- Born: David Gray 9 January 1961 Kirkwall, Scotland
- Died: 21 February 2024 (aged 63) Edinburgh, Scotland
- Occupation: Broadcaster
- Years active: 1990-2024
- Career
- Station: BBC Radio Orkney
- Style: Former radio presenter and journalist

= Dave Gray (broadcaster) =

Former British broadcaster

David Gray (9 January 1961 – 21 February 2024) was a Scottish broadcaster, journalist, senior producer and news editor at BBC Radio Orkney. He was one of the station’s most popular presenters, and was a public figure in Orkney until his death.

== Career ==
Gray was born in Kirkwall, Scotland. Gray started his career as a mechanic, fixing cars in a garage across from the BBC studio in Kirkwall. He then joined BBC Radio Orkney in Orkney, Scotland, and spent over thirty years at the station. From 2008 to 2021, Gray was the News Editor. Throughout his long career at the BBC, Gray presented various programmes on the station, starting with a metal programme, titled Metallic Gray, before working on their flagship news programme Around Orkney each weekday morning. Gray also interviewed many guests from the island, with an 'In Conversation' programme. Gray retired in 2021. Following the announcement of his retirement, Metallic Gray was brought back for a special edition under the title 60 Shades of Metallic Gray. He briefly returned in 2024 to do six weeks holiday cover.

Gray hosted various different events across Orkney, including for Orkney's Business Festival in 2016.

In 2021, Gray was a guest on the BBC podcast Scotland Outdoors for BBC Radio Scotland.

==Death==
Gray died suddenly in an Edinburgh hospital on 21 February 2024 following a short illness. He was 63. Tributes were shared across social media from family, friends, colleagues and listeners. BBC Scotland News managing editor, Peter MacRae, said "The Orkney audience took Dave to their hearts because he was the same person on air as off.
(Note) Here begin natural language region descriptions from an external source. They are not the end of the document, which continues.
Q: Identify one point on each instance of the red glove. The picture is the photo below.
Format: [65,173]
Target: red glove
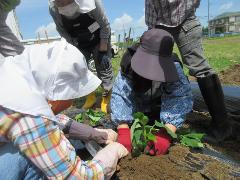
[124,138]
[160,145]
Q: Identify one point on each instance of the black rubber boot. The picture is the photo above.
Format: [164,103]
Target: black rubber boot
[212,92]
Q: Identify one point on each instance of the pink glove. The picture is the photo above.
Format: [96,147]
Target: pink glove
[109,157]
[124,138]
[84,132]
[160,145]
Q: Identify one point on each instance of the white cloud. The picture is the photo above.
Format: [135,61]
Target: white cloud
[121,23]
[50,29]
[226,6]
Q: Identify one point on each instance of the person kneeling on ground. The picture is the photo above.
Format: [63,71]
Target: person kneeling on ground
[151,80]
[33,144]
[84,24]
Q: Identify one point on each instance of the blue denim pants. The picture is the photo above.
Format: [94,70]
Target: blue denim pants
[14,165]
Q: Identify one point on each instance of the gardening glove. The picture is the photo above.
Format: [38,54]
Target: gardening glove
[109,157]
[124,138]
[103,59]
[85,132]
[160,145]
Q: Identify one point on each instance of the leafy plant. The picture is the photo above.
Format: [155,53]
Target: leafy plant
[79,118]
[191,139]
[93,116]
[142,133]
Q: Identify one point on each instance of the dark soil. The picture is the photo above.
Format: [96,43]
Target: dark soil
[231,76]
[184,163]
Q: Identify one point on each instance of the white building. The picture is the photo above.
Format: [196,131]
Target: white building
[12,22]
[225,23]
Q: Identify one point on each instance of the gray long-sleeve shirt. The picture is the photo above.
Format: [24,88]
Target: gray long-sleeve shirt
[169,13]
[98,14]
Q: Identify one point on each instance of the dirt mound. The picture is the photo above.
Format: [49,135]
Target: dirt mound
[184,163]
[180,163]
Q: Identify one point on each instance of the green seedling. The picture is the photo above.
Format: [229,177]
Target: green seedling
[79,118]
[191,139]
[142,133]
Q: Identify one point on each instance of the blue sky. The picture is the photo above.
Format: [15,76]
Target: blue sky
[34,18]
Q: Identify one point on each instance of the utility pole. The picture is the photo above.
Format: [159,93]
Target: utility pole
[208,18]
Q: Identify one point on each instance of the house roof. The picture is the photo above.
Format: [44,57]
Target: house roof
[227,14]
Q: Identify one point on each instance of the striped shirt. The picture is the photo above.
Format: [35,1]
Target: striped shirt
[170,13]
[42,142]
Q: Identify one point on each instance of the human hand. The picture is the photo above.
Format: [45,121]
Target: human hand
[124,138]
[103,59]
[161,145]
[109,157]
[105,136]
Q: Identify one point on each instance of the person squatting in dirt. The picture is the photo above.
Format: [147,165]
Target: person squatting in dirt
[33,144]
[9,44]
[179,19]
[85,25]
[151,80]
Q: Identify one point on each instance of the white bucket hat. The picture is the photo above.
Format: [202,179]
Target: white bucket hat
[56,71]
[86,6]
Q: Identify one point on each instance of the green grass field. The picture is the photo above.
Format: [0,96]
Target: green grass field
[221,53]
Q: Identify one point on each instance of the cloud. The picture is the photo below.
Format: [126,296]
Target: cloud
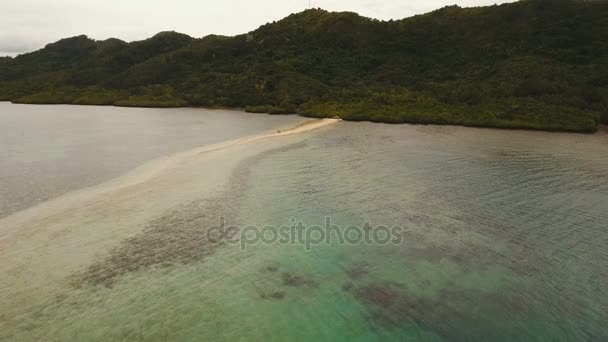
[27,25]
He was passionate about Orkney and local journalism and a strong advocate for maintaining the BBC's commitment to Scotland's rural communities." Gray interviewed ITV broadcaster Lorraine Kelly shortly before his death, with Kelly paying tribute on Instagram, "Just heard the very sad news that BBC Radio Orkney legend Dave Gray has died. I saw him just two weeks ago when I was in Orkney and we had a great chat. He will be sorely missed - my sincere condolences to his family and all of his friends."

==Legacy==
Gray remains a well known figure in Orkney. Programmes and interviews presented by him have occasionally been repeated on BBC Radio Orkney. The February 2025 edition of compilation programme Orkney Prime Cuts, broadcast on 27th February 2025, was produced as a tribute to Gray. During the hour long programme, the previously untransmitted pilot of the radio comedy Portree Broadcasting Corporation was aired for the first time. It was recorded in 2004, and features Gray and other BBC radio presenters in Scotland.